A 2005 report into drug-facilitated sexual attack found that alcohol was the most ordinarily used substance in more than than 1,000 cases. Home Office figures from 2013/xiv revealed that 36% of domestic violence incidents were alcohol-related. For Whitaker, a patriarchal society has created an unbearable bind for women that drives many to drink. "There is this essential quality to a woman's existence where our roles are carved out for us. We are swimming in this cesspool of our own subservience. We know what we should look like. We know all of these things most what it means to brand it.
"'Making information technology' looks like having a specific career, a wedlock, being a mother or having all of those things and balancing them. If we can't or if we don't even fit into that picture, there'southward just this sense of consistently growing upwards with a wrongness. Trying to go what we're told we should become leads to an impossible situation that we have to manage with other external tools like drinking, drugs or food to make information technology piece of work."
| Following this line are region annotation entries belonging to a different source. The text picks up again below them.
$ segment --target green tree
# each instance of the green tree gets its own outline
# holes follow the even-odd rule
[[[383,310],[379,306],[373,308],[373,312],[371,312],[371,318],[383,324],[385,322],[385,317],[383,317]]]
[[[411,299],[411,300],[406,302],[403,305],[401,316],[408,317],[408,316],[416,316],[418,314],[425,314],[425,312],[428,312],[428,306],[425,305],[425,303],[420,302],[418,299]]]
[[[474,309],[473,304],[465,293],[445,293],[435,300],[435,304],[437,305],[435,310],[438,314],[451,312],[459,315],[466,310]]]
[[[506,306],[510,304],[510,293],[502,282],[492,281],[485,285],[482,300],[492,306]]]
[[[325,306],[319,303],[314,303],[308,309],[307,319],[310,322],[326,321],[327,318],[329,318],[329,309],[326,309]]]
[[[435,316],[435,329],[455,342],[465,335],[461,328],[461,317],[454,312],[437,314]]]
Booze, she is convinced, volition become the way of cigarettes. One time considered an innocuous habit, smoking is now banned in enclosed public spaces and packets come with graphic health warnings. But until then "there'southward a very large industry run by men where women and other demographics are targeted specifically, in means that tell us that drinking is normal. If y'all can't drink, information technology's your error."
For now, Whitaker is content. She is not looking for annihilation or anyone to make full the void. Addiction, she says, is the all-time matter that ever happened to her. "This was an opportunity to look at the ways that I was in pain. It immune me to unpack that and to start to heal."
It took her six months to get sober, and she has not had a drink since 2013. Has she e'er been tempted to relapse? "I can say with certainty, I'll never take a drink again. I don't desire to. I prefer this and so much more. Alcohol is merely a cheap substitute for real life."
Quit Similar a Woman by Holly Whitaker is published by Bloomsbury (£14.99). To purchase a copy for £13.nineteen with free United kingdom p&p for orders over £twenty, visit guardianbookshop.com or telephone call 0203 176 3837. The charity Alcohol Change UK (alcoholchange.org.uk) offers advice on issues related to drinking.